Efendiiim, ilk gün böyle laylaylom geçti, sonra arkadaşlarımızla buluştuk, biraz jetlag, biraz uyku. Sabah kahvaltı için yine zincir restoranlardan birine gittik. Peru'da en bol bulacağınız ve en lezzetli şey kesinlikle meyve suyu. 3-4 meyveli, karışık meyve suyunuzu söylüyorsunuz ve kişi başına 1 sürahi düşecek şekilde geliyor! Haliyle ziyadesiyle doyurucuydu. Chirimoyadır, maracuyadır, ilk denemelerimizi yaptık.

Santo Domingo Kilisesi tam bir içi dolu turşucuk.

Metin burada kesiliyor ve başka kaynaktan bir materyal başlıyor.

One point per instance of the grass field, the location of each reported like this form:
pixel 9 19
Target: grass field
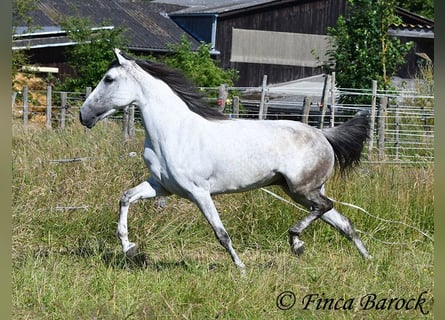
pixel 67 264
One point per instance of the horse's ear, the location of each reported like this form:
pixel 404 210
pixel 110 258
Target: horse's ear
pixel 119 57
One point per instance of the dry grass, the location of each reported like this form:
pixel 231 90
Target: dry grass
pixel 67 264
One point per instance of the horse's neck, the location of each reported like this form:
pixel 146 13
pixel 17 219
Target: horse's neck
pixel 166 117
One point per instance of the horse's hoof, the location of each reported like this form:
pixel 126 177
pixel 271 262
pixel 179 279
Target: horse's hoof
pixel 132 250
pixel 298 247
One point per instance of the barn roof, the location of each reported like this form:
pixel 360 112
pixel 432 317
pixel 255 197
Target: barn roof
pixel 147 24
pixel 224 7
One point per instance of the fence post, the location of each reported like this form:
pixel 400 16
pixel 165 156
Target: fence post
pixel 372 120
pixel 88 91
pixel 396 131
pixel 125 122
pixel 48 106
pixel 236 107
pixel 324 99
pixel 223 92
pixel 14 96
pixel 306 109
pixel 62 109
pixel 25 105
pixel 381 129
pixel 263 108
pixel 131 122
pixel 333 99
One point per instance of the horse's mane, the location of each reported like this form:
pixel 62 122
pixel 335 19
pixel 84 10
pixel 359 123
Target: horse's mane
pixel 182 86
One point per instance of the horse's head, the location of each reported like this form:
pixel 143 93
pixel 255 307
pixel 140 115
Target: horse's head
pixel 115 91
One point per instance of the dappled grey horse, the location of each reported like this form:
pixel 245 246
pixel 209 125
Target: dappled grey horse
pixel 188 146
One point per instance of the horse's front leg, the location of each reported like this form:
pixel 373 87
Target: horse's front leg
pixel 147 189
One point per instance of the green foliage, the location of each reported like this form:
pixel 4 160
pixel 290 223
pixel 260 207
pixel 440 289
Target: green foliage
pixel 199 66
pixel 422 7
pixel 362 50
pixel 92 54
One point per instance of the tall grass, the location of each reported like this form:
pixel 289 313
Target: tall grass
pixel 67 263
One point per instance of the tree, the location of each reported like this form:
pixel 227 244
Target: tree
pixel 199 66
pixel 362 50
pixel 93 51
pixel 21 18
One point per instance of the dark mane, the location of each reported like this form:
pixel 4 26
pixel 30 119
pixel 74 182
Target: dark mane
pixel 181 86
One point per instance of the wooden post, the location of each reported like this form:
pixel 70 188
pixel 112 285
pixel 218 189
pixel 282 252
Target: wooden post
pixel 324 99
pixel 125 123
pixel 14 96
pixel 381 127
pixel 333 99
pixel 25 105
pixel 48 106
pixel 223 92
pixel 372 120
pixel 131 122
pixel 396 131
pixel 88 91
pixel 236 107
pixel 306 109
pixel 62 109
pixel 263 108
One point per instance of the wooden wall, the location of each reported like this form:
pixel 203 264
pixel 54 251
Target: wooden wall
pixel 312 17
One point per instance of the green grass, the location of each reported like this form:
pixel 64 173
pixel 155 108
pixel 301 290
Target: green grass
pixel 67 264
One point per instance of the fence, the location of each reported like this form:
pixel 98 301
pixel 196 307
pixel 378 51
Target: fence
pixel 402 122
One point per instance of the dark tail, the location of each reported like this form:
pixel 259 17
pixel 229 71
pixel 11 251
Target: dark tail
pixel 348 140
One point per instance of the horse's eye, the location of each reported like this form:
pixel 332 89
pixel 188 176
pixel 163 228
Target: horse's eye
pixel 108 79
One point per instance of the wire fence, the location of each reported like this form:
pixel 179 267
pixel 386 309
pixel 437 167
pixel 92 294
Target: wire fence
pixel 402 122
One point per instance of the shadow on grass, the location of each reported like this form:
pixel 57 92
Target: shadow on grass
pixel 141 261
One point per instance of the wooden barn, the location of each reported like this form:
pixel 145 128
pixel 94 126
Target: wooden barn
pixel 148 29
pixel 281 38
pixel 265 37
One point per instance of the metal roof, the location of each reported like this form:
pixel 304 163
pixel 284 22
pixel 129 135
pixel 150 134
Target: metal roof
pixel 146 24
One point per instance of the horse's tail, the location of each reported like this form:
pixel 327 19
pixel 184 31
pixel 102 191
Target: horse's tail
pixel 348 140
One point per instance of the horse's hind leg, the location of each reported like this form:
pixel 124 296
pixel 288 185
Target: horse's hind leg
pixel 344 225
pixel 205 203
pixel 143 190
pixel 319 204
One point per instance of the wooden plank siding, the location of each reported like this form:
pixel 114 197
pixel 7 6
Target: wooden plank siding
pixel 311 17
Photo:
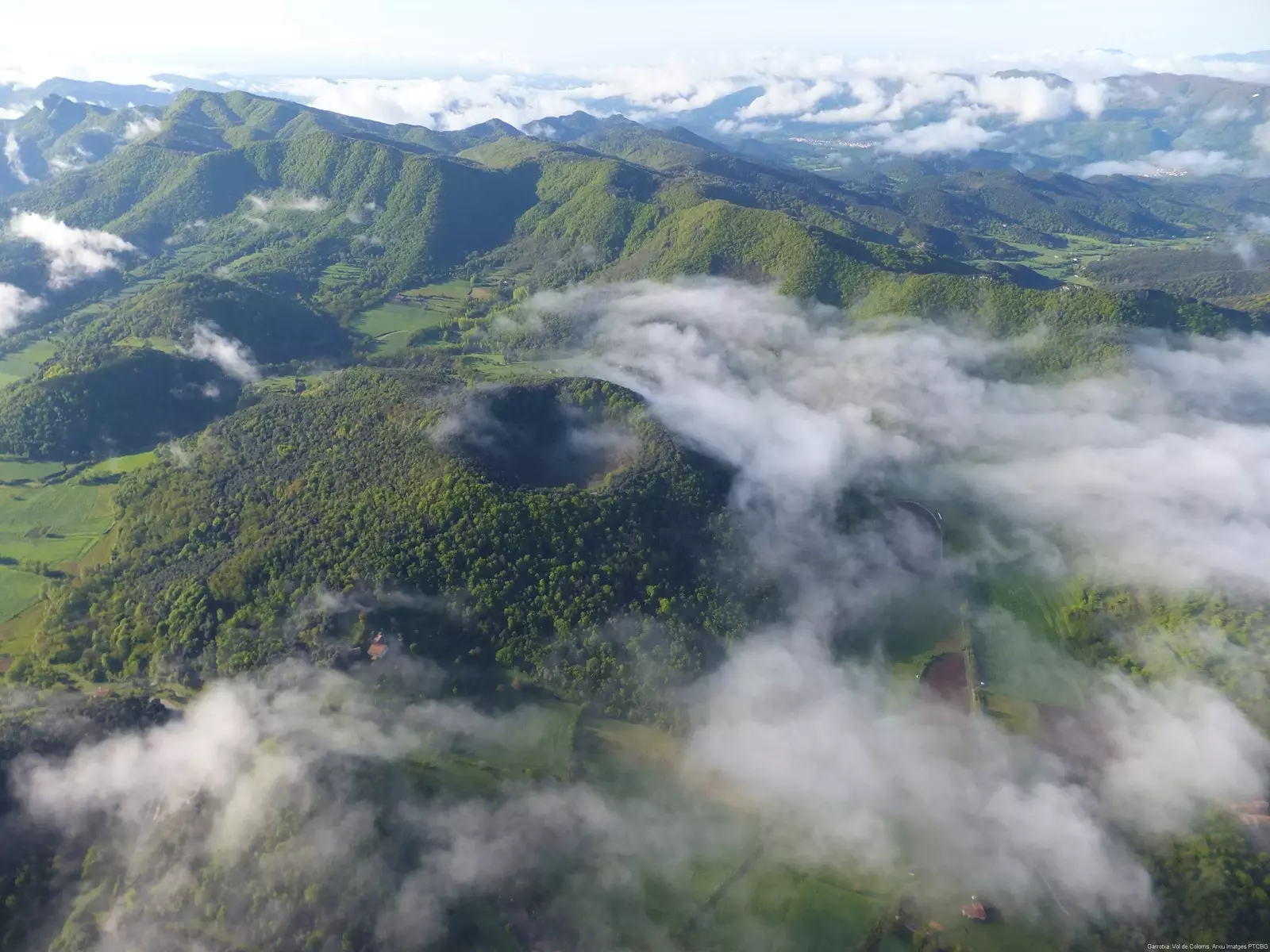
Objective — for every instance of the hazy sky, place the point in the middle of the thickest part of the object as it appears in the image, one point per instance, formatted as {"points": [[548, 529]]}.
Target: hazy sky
{"points": [[417, 37]]}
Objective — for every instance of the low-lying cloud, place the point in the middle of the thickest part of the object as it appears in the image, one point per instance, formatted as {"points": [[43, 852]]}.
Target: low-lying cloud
{"points": [[823, 748], [16, 304], [73, 254], [1157, 475], [13, 158], [287, 203], [228, 353], [141, 127], [1193, 162]]}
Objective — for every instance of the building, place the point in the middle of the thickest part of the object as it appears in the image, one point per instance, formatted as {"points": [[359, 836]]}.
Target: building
{"points": [[975, 911]]}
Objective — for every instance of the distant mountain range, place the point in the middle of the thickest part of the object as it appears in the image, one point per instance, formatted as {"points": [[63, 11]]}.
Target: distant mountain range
{"points": [[1141, 124]]}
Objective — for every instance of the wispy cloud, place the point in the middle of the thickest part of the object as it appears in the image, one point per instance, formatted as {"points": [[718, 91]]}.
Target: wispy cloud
{"points": [[228, 353], [958, 133], [1193, 162], [16, 304], [287, 203], [73, 254], [13, 156], [140, 127]]}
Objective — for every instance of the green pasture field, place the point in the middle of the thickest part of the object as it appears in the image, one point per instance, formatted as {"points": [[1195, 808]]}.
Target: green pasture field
{"points": [[495, 367], [340, 273], [539, 742], [117, 465], [29, 470], [23, 363], [18, 589], [1067, 263], [1022, 666], [61, 524], [393, 323]]}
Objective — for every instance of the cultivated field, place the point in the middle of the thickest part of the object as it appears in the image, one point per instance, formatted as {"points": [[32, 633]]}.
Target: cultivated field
{"points": [[394, 323], [22, 363]]}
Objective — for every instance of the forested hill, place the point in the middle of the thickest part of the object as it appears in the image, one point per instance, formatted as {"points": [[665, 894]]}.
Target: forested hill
{"points": [[357, 486], [275, 226], [310, 410]]}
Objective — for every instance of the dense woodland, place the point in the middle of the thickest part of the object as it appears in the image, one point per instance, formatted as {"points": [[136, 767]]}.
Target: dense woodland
{"points": [[546, 532]]}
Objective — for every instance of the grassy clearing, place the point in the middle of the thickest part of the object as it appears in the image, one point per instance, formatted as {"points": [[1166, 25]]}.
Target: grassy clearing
{"points": [[63, 526], [135, 343], [117, 466], [18, 589], [393, 323], [27, 470], [1068, 263], [23, 363], [286, 384], [495, 367], [822, 916], [1018, 664], [341, 274], [539, 742], [18, 634]]}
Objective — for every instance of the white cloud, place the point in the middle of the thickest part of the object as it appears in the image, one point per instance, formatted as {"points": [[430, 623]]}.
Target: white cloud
{"points": [[14, 305], [228, 353], [73, 254], [1026, 98], [1225, 113], [958, 133], [787, 98], [143, 126], [13, 156], [287, 203], [1261, 137], [1193, 162], [1155, 476], [823, 747]]}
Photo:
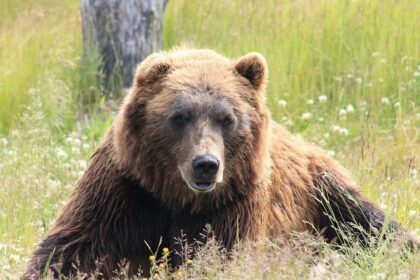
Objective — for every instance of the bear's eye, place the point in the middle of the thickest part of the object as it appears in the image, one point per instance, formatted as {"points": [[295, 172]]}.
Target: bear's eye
{"points": [[179, 119], [226, 121]]}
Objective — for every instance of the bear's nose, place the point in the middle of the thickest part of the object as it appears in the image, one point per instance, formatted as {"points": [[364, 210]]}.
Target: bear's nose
{"points": [[205, 166]]}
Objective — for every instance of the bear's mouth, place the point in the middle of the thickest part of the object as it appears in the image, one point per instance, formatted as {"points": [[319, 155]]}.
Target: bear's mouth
{"points": [[202, 186]]}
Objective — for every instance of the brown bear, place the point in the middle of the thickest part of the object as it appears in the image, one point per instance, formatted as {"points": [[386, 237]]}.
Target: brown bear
{"points": [[193, 144]]}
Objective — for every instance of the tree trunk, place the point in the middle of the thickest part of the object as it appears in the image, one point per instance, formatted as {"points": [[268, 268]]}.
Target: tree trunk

Sonra bizim merkezin en önemli yapılarından olan Santo Domingo Kilisesi'ne gittik. İspanyollar zamanında şehri birbirine denk, kare bölgelere ayırıp her bir bölgeyi bir manastıra / mezhebe teslim etmişler, böylece idaresi de kolay olmuş (kabaca bu). Bu çeşitliliğin üstüne yerli halkın inanışları da eklenince yer gök aziz dolu. aziz olmak için 3 mucize şartı aranıyor, henüz 2.de olup öldükten sonra mucize göstermesi beklenenler var; hastalara şifa verebiliyormuş gömüldükleri toprak. Zaten dinle alakam yok, sahiden masal gibi geliyordu; ama candan inanan insanlar var, azizler ciddi mesele. Kilise pek güzel, Avrupa'dan çiniler, yağlı boya tablolar taşınmış. Buranın da meşhur bir kütüphanesi var, kıtadaki en eski kitaplar buradaymış.

 
Museo Larco'yla cehaleti dindirme keyfi.

 Burdan sonra hedef Museo Larco. Ne kadar okusak da Latin Amerika tarihi cahiliydik, o yüzden müzedeki karşılaştırmalı, haritalı uygarlık tablosu pek iyi geldi. Sonra kendimizi Peru’nun binbir bölgesinden seramiklere, uzun tarihine bıraktık, Chimu, Nazca, Moche öğrendik. Bu kısım zaten yeterince doluydu, kapanışta da meşhur erotizm müzesi var. Aynı müzenin ayrı bir bölümü, restoranın yanında.


Erotizm müzesi, adının hakkını veriyor.
 Ölüm konusunda takıntılı bir mitolojinin yaşam veren cinselliğe de düşkün olması normal herhalde. Vazolar gayet grafik, bir yandan da nerdeyse sevimli canlandırmalarla donatılmış. Tabii ölülerle sevişme kısmı hariç – orda bi durup düşündük dostum.  

Sonra sonra sonra... muhteşem final: Darya’yla buluşma!

Darya hanımla ben, pek de iyi geçinirken
Buluşma mekanımız tabii ki bir dondurmacıydı. Tanıştık, oynadık, vedalaştık. Az oldu; ama güzel oldu. Hem ingilizce bildiği için birinci elden anlaştık ki ben daha ne isterim.

Sonra akşamki Nazca otobüsüne doğru yola çıktık, otelden bavullar alınacak. Bu arada Marisol "trafik çok kötü; ama yani öyle böyle kötü değil, of yani berbat kötü" dedikçe, "ya nolecak yeaa biz istanbul biliriz" havalarındaydık. Büyük hata. trafik ÇOK kötü. arada hâlâ rüyama giriyor, öyle kötü. Taksiye bindik, 15 dakikalık yol 1,5 saat oldu. Otele ulaşamayışımız bi süre sonra otobüs kaçırma paniğine döndü. El metropolitano olmasa kaçırırdık zaten ve 2 haftalık plan tamamen kayardı. Neyse - ucundan ve koşarak da olsa yakaladık. 

Gece otobüsü, istikamet Nazca. Arkası yarın.